What the Precedents Suggest About the Outcome
Taken together, these cases point to a consistent pattern in how platform disruption moves through markets and then through industries. But it hasn’t ever happened that so many industries have been impacted by one company in such a short time frame.
Markets react immediately and directionally. The magnitude of the initial reaction is often excessive — the sell-off in application security stocks on February 20 is probably pricing in a pace of displacement that will take years to materialize. Wedbush Securities, Jensen Huang, and Gartner are all essentially correct that the “SaaSpocalypse” framing is an overstatement of short-term impact.
But the directional signal is almost certainly right. In each of the historical cases, the initial market reaction captured a real architectural shift even when the immediate revenue impact was minimal. Nokia did not lose material smartphone market share in 2007. Chegg did not lose significant subscribers in November 2022. AWS did not take meaningful share from enterprise hardware vendors in 2006. The displacement in all three cases came later, through the progressive realization that the cost and quality gap between the platform and the specialist was widening rather than narrowing.
The companies most at risk across the categories Anthropic has entered share the same characteristic that made Chegg, WordPerfect, and the smartphone incumbents vulnerable: their moat was primarily the cost and difficulty of accessing a function, not the depth of proprietary insight or relationship advantage underlying it.
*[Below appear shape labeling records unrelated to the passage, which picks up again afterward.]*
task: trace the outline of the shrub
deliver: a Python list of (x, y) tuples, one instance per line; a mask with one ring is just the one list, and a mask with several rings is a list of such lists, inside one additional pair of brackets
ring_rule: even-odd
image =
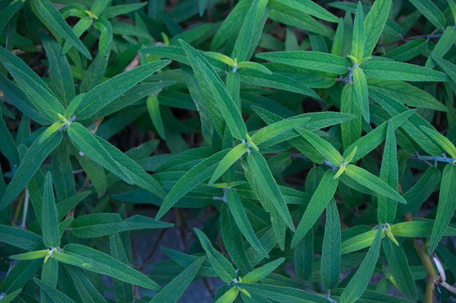
[(171, 2), (0, 5), (0, 303), (453, 301), (453, 0)]

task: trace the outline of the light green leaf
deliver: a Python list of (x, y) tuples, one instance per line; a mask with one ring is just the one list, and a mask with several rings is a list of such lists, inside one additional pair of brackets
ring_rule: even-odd
[(435, 224), (432, 229), (432, 234), (429, 247), (435, 249), (445, 230), (456, 210), (456, 165), (448, 163), (443, 169), (440, 183), (440, 193), (437, 205), (437, 213)]
[(330, 22), (339, 21), (337, 17), (311, 0), (278, 0), (278, 2), (319, 19)]
[[(201, 54), (184, 41), (179, 40), (179, 42), (190, 60), (200, 86), (202, 89), (204, 87), (205, 97), (206, 94), (212, 95), (233, 136), (238, 139), (245, 139), (247, 127), (221, 80)], [(206, 98), (206, 102), (208, 101)]]
[(96, 238), (126, 231), (171, 227), (170, 223), (136, 215), (122, 220), (118, 214), (91, 214), (78, 217), (71, 224), (71, 232), (79, 238)]
[(392, 0), (377, 0), (366, 16), (364, 31), (366, 42), (363, 57), (372, 54), (388, 18)]
[(193, 281), (195, 276), (206, 259), (206, 256), (200, 257), (177, 277), (173, 279), (150, 303), (176, 303)]
[(198, 163), (186, 172), (166, 196), (156, 219), (158, 220), (161, 218), (184, 195), (211, 177), (217, 166), (230, 150), (230, 149), (226, 148), (219, 152)]
[(334, 197), (337, 187), (338, 179), (334, 179), (336, 173), (331, 170), (327, 170), (323, 175), (317, 190), (312, 196), (306, 212), (299, 221), (296, 233), (291, 241), (291, 248), (294, 248), (299, 240), (304, 237), (307, 232), (313, 226), (317, 219), (326, 208), (328, 203)]
[(353, 303), (363, 294), (367, 287), (378, 258), (383, 229), (380, 228), (377, 230), (373, 243), (366, 257), (340, 296), (341, 303)]
[(78, 257), (91, 266), (90, 270), (92, 272), (113, 277), (148, 289), (160, 290), (161, 289), (138, 271), (101, 251), (80, 244), (67, 244), (63, 249), (65, 253)]
[(347, 166), (345, 170), (347, 174), (359, 184), (370, 188), (374, 192), (388, 198), (405, 204), (407, 201), (397, 192), (390, 187), (387, 183), (367, 171), (352, 164)]
[(383, 250), (388, 261), (390, 271), (399, 290), (412, 301), (416, 301), (418, 295), (408, 260), (402, 246), (398, 246), (389, 238), (383, 241)]
[(146, 104), (147, 105), (149, 116), (150, 116), (152, 123), (154, 123), (154, 126), (155, 127), (157, 131), (158, 132), (159, 135), (163, 140), (166, 140), (166, 137), (165, 135), (165, 128), (163, 126), (162, 116), (160, 115), (160, 109), (159, 107), (158, 99), (155, 96), (147, 97)]
[(449, 81), (440, 71), (403, 62), (370, 61), (363, 68), (366, 77), (375, 79), (403, 81)]
[(255, 178), (261, 184), (271, 200), (277, 215), (294, 232), (294, 225), (291, 220), (288, 208), (285, 203), (279, 186), (268, 166), (266, 160), (261, 154), (256, 150), (252, 150), (247, 157), (247, 162)]
[(43, 230), (43, 242), (49, 248), (57, 248), (60, 246), (59, 235), (59, 218), (54, 190), (52, 188), (52, 177), (48, 172), (45, 181), (44, 194), (43, 196), (43, 210), (41, 213)]
[(297, 127), (295, 129), (333, 165), (337, 167), (340, 165), (344, 161), (344, 158), (342, 158), (337, 149), (334, 148), (334, 146), (328, 141), (307, 129), (299, 127)]
[(87, 48), (76, 36), (62, 15), (49, 0), (33, 0), (31, 7), (35, 13), (41, 19), (46, 20), (47, 24), (62, 36), (65, 41), (67, 41), (74, 47), (87, 59), (92, 60), (92, 56)]
[(244, 206), (236, 190), (227, 190), (226, 195), (228, 208), (242, 234), (255, 250), (262, 254), (265, 258), (269, 258), (268, 253), (261, 246), (252, 228), (252, 225), (250, 225), (245, 210), (244, 209)]
[(359, 102), (359, 108), (361, 115), (366, 122), (370, 122), (369, 113), (369, 97), (367, 93), (367, 82), (366, 76), (362, 69), (359, 67), (353, 68), (353, 91), (356, 95), (356, 99)]
[(211, 262), (212, 268), (224, 282), (227, 283), (232, 282), (233, 280), (236, 278), (236, 272), (233, 266), (227, 259), (215, 250), (209, 239), (203, 232), (196, 228), (193, 229), (197, 233), (203, 248), (206, 251), (207, 258)]
[(340, 267), (340, 220), (335, 200), (326, 206), (326, 221), (321, 253), (321, 283), (326, 289), (337, 288)]
[(366, 42), (364, 33), (364, 21), (363, 15), (363, 6), (358, 1), (355, 14), (355, 23), (353, 25), (353, 41), (352, 43), (352, 56), (359, 62), (363, 57), (364, 46)]
[(208, 184), (211, 185), (215, 182), (220, 176), (230, 168), (233, 163), (239, 160), (242, 155), (246, 153), (249, 147), (245, 143), (241, 143), (232, 148), (223, 159), (220, 162), (217, 169), (214, 172), (212, 176), (209, 180)]
[(136, 83), (170, 63), (171, 61), (169, 60), (150, 62), (123, 72), (97, 85), (84, 95), (74, 116), (82, 120), (90, 118)]
[(40, 143), (39, 139), (33, 142), (22, 159), (16, 174), (7, 188), (0, 203), (0, 210), (8, 206), (27, 186), (44, 160), (60, 143), (62, 137), (62, 133), (57, 132), (43, 143)]
[(348, 71), (347, 60), (336, 55), (320, 52), (270, 52), (260, 53), (255, 56), (272, 62), (321, 71), (343, 74)]

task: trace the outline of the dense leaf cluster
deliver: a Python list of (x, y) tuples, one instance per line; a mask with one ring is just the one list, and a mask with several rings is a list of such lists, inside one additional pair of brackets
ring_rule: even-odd
[(453, 301), (453, 0), (170, 2), (0, 1), (0, 303)]

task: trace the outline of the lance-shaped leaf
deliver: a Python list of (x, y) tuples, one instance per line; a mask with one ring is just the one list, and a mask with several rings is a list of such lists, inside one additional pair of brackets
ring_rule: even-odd
[(179, 199), (212, 175), (217, 165), (231, 149), (226, 148), (213, 155), (192, 167), (176, 183), (166, 196), (156, 219), (161, 218)]
[[(392, 188), (397, 188), (399, 185), (399, 173), (397, 164), (397, 149), (396, 136), (393, 122), (388, 120), (386, 140), (382, 159), (380, 168), (380, 179), (384, 181)], [(377, 218), (378, 222), (384, 224), (391, 222), (396, 218), (397, 202), (382, 195), (378, 195), (378, 207)]]
[(79, 238), (96, 238), (126, 231), (163, 229), (173, 224), (136, 215), (122, 220), (118, 214), (91, 214), (78, 217), (72, 224), (73, 234)]
[(378, 41), (388, 18), (392, 0), (377, 0), (373, 3), (364, 20), (366, 43), (364, 57), (368, 57)]
[(367, 93), (367, 82), (362, 69), (359, 67), (353, 68), (353, 91), (359, 102), (361, 115), (368, 123), (370, 121), (369, 113), (369, 97)]
[(271, 274), (278, 266), (283, 263), (285, 259), (285, 258), (279, 258), (255, 269), (242, 278), (242, 282), (245, 283), (256, 283)]
[(326, 289), (337, 288), (340, 272), (340, 221), (334, 199), (326, 206), (321, 253), (321, 283)]
[(296, 233), (293, 237), (293, 240), (291, 241), (292, 248), (296, 247), (299, 240), (313, 226), (326, 208), (328, 203), (333, 198), (339, 182), (338, 179), (334, 179), (335, 174), (335, 172), (330, 170), (326, 171), (323, 175), (318, 187), (317, 187), (317, 190), (312, 196), (312, 198), (306, 209), (302, 218), (299, 221)]
[(278, 136), (295, 127), (302, 126), (311, 120), (310, 117), (293, 117), (263, 127), (252, 136), (252, 141), (256, 145)]
[(440, 183), (440, 193), (437, 205), (437, 213), (435, 224), (432, 229), (432, 235), (429, 247), (435, 249), (446, 226), (456, 210), (456, 165), (448, 163), (443, 169)]
[(43, 116), (51, 121), (60, 120), (57, 114), (63, 113), (63, 106), (37, 74), (23, 61), (3, 47), (0, 47), (0, 61)]
[(220, 279), (227, 283), (230, 283), (236, 278), (236, 271), (226, 258), (215, 250), (211, 242), (203, 232), (197, 228), (193, 229), (200, 240), (203, 248), (206, 252), (207, 258), (212, 266), (212, 268)]
[(238, 283), (235, 286), (245, 289), (277, 302), (298, 302), (299, 303), (327, 303), (328, 299), (322, 296), (291, 287), (282, 287), (275, 285), (258, 283)]
[(30, 250), (41, 241), (41, 237), (29, 231), (18, 227), (0, 225), (2, 241), (16, 247)]
[(95, 273), (113, 277), (121, 281), (153, 290), (161, 289), (151, 280), (128, 265), (105, 253), (80, 244), (67, 244), (63, 248), (64, 253), (82, 259)]
[(365, 186), (383, 196), (405, 204), (407, 201), (399, 194), (397, 190), (393, 190), (387, 183), (367, 170), (352, 164), (347, 166), (346, 173), (359, 184)]
[(41, 213), (43, 242), (47, 247), (57, 248), (60, 246), (58, 214), (52, 188), (52, 177), (51, 173), (48, 172), (45, 181), (43, 210)]
[(353, 303), (363, 294), (367, 287), (378, 258), (383, 230), (381, 227), (377, 229), (372, 246), (369, 249), (366, 257), (340, 296), (341, 303)]
[(347, 60), (335, 55), (320, 52), (270, 52), (260, 53), (255, 56), (272, 62), (320, 71), (343, 74), (348, 71), (349, 62)]
[(445, 26), (445, 16), (431, 0), (410, 0), (410, 2), (437, 28)]
[[(391, 120), (393, 123), (393, 130), (406, 121), (415, 111), (416, 109), (409, 109), (393, 117)], [(348, 155), (355, 150), (355, 146), (357, 147), (356, 152), (352, 160), (352, 161), (358, 161), (367, 155), (371, 150), (378, 146), (382, 141), (386, 139), (388, 126), (388, 121), (384, 122), (365, 136), (357, 140), (350, 147), (346, 148), (344, 152), (344, 157), (348, 157)]]
[(285, 221), (290, 230), (294, 231), (294, 225), (288, 208), (283, 200), (279, 185), (273, 177), (266, 160), (261, 154), (256, 150), (252, 150), (247, 157), (247, 163), (252, 171), (264, 190), (272, 203), (273, 207), (278, 216)]
[(245, 154), (248, 149), (249, 147), (245, 143), (241, 143), (232, 148), (220, 162), (220, 164), (217, 167), (217, 169), (214, 172), (214, 174), (209, 180), (208, 184), (210, 185), (215, 182), (227, 169), (231, 167), (233, 163), (239, 160), (239, 158), (242, 157), (242, 155)]
[(0, 203), (0, 210), (6, 207), (22, 191), (40, 168), (41, 164), (62, 140), (61, 132), (52, 134), (43, 143), (35, 140), (22, 158)]
[(82, 120), (90, 118), (136, 83), (170, 63), (169, 60), (150, 62), (123, 72), (97, 85), (84, 95), (74, 111), (74, 116)]
[[(408, 107), (401, 104), (397, 100), (375, 90), (369, 88), (369, 95), (392, 117), (409, 109)], [(432, 139), (432, 137), (421, 129), (421, 126), (432, 127), (429, 122), (419, 115), (415, 113), (404, 123), (402, 127), (407, 134), (416, 141), (426, 152), (432, 156), (440, 157), (444, 150), (440, 146), (439, 144)]]
[(364, 17), (363, 15), (363, 6), (358, 1), (355, 15), (355, 23), (353, 25), (353, 40), (352, 43), (352, 56), (358, 62), (363, 58), (366, 39), (364, 37)]
[(424, 126), (422, 126), (421, 128), (421, 129), (427, 133), (429, 136), (431, 136), (436, 142), (440, 144), (440, 146), (448, 153), (448, 155), (454, 159), (453, 163), (456, 163), (456, 147), (454, 147), (454, 145), (449, 140), (437, 131), (434, 128), (429, 128)]
[(65, 21), (62, 15), (49, 0), (36, 0), (31, 4), (32, 9), (42, 20), (45, 20), (56, 32), (62, 36), (65, 41), (81, 52), (89, 60), (92, 56), (85, 46), (76, 36), (69, 25)]
[(402, 246), (398, 246), (387, 238), (383, 241), (383, 250), (388, 260), (390, 271), (399, 290), (412, 301), (416, 301), (418, 295), (408, 260)]
[(334, 166), (340, 165), (344, 158), (329, 142), (307, 129), (300, 127), (297, 127), (295, 129), (333, 165)]
[(236, 190), (227, 190), (226, 195), (228, 208), (241, 232), (255, 250), (262, 254), (265, 258), (269, 258), (268, 253), (261, 246), (250, 225), (244, 206)]
[[(247, 127), (220, 77), (196, 50), (182, 40), (179, 40), (179, 43), (188, 57), (200, 86), (205, 86), (205, 89), (208, 90), (215, 99), (233, 136), (240, 140), (245, 139)], [(208, 101), (206, 98), (206, 102)]]
[(176, 303), (190, 285), (190, 283), (193, 281), (205, 259), (206, 256), (197, 259), (190, 266), (167, 284), (158, 294), (154, 297), (150, 303)]
[(402, 81), (450, 81), (440, 71), (419, 65), (394, 61), (370, 61), (363, 70), (366, 77), (375, 79)]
Vulnerability scanning tools that rely on pattern matching, legal software that assembles standardized documents from templates, IT services firms billing for headcount on well-defined code maintenance tasks — all of these are exposed for the same structural reason.
The companies with more durable positions are those whose value is genuinely irreplaceable by the general-intelligence layer: proprietary data that Claude has not ingested, deep compliance and regulatory expertise, audit trails and governance infrastructure, incident response capabilities requiring human judgment under adversarial conditions, and — increasingly — the governance systems required to manage AI agents themselves. As Claude Code Security and Cowork expand the surface area of autonomous AI action inside enterprises, the need for oversight, traceability, and containment does not decrease. It increases. That is likely where the next generation of software value concentrates.
The February 2026 market reaction is, in historical terms, the moment investors began pricing the transition. Like every such moment in technology cycles, it is happening faster than the fundamental displacement and slower than the underlying shift in architecture. The questions now are how the ecosystem rebalances asit always does, whether the incumbents in each category adapt faster than the platform expands, and what impact a public Anthropic will eventually have.